Moscow says that risks from militant groups worldwide have not gone away
Terrorism threats in unstable regions in the Middle East and Afghanistan still remain a key threat to Russia's safety, Moscow has cautioned, speculating that radicals could be making gains on the African continent.
Speaking to RIA Novosti on Wednesday, Deputy Foreign Minister Oleg Syromolotov said that "the situation for counterterrorism remains very tense. The environment remains difficult in Syria and Iraq, where the main destabilizing factors are the holding of the Idlib de-escalation zone by radical groups and the presence of ISIS and Al-Qaeda cells."
The official went on to add that "in Africa, especially in the Sahara-Sahel zone, [the Russian Foreign Ministry] can essentially observe the preconditions for... the revival of the terrorist 'caliphate version 2.0' there."
Syromolotov also said that Moscow is "closely monitoring the situation in Afghanistan", where there is a high level of terrorist threats from the ISIS and Al-Qaeda sympathizers who have settled there after the fall of Kabul to the Taliban this summer. He cautioned that this poses a risk for Russia and Central Asian states.
ISIS, Al-Qaeda, and the Taliban are designated as terrorist organizations and banned in Russia.
The capital of Afghanistan, Kabul, was seized by the insurgent group on August 15 after capturing swathes of the country's territory. In the wake of the takeover, Moscow positioned itself as a peace broker in Central Asia, hosting a delegation of political representatives from the Taliban.
Following the hasty withdrawal of Western troops from the war-torn country, Russia beefed up its presence in the region, holding joint exercises with former Soviet republics such as Uzbekistan and Tajikistan along the shared frontier.

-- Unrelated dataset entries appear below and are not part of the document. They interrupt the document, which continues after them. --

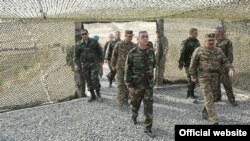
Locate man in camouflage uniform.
[103,34,114,56]
[66,46,86,98]
[105,31,121,87]
[189,33,235,124]
[124,31,155,136]
[74,29,103,102]
[92,35,103,78]
[111,30,136,107]
[214,26,237,106]
[178,28,200,99]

In July, French President Emmanuel Macron announced that Operation Barkhane, a France-led military campaign against Islamist insurgents in Mali, was set to finish in early 2022. In September, the Malian Prime Minister Choguel Kokalla Maiga said Paris had "abandoned" the African country amid backlash against Bamako's reported intention to hire up to 1,000 mercenaries from the Russian Wagner Group.

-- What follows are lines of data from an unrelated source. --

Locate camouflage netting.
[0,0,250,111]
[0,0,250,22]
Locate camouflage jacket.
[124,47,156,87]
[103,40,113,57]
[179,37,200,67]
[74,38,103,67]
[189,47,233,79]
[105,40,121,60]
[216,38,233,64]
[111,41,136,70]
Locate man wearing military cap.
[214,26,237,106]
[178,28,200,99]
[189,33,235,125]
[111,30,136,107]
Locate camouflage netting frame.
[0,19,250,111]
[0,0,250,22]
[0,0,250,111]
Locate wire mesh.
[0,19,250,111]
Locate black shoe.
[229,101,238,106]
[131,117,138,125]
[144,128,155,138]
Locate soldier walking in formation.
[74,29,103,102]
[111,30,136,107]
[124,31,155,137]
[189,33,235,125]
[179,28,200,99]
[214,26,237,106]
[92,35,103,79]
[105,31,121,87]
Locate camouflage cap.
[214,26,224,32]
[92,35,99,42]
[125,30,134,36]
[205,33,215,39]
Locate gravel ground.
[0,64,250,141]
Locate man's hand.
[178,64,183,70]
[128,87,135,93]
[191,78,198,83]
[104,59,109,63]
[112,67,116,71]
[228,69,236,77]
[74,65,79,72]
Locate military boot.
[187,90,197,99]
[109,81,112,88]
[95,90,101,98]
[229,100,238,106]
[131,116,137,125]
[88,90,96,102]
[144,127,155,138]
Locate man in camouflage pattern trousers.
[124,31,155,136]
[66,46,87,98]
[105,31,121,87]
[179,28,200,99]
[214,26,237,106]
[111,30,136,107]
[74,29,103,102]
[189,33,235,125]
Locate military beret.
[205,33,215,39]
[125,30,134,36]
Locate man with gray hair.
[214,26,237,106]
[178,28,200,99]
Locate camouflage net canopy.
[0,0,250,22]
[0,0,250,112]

The news that Mali had contacted Russian mercenaries, notorious for their involvement in Syria and Africa, came under fire from several European countries. Foreign Minister Sergey Lavrov revealed to RT's Caleb Maupin that EU's top diplomat, Josep Borrell, warned him to stay out of Africa, calling the continent "our place." The Russian official insisted that it was important for Moscow and Europe to mount an effort to help the Sahel region.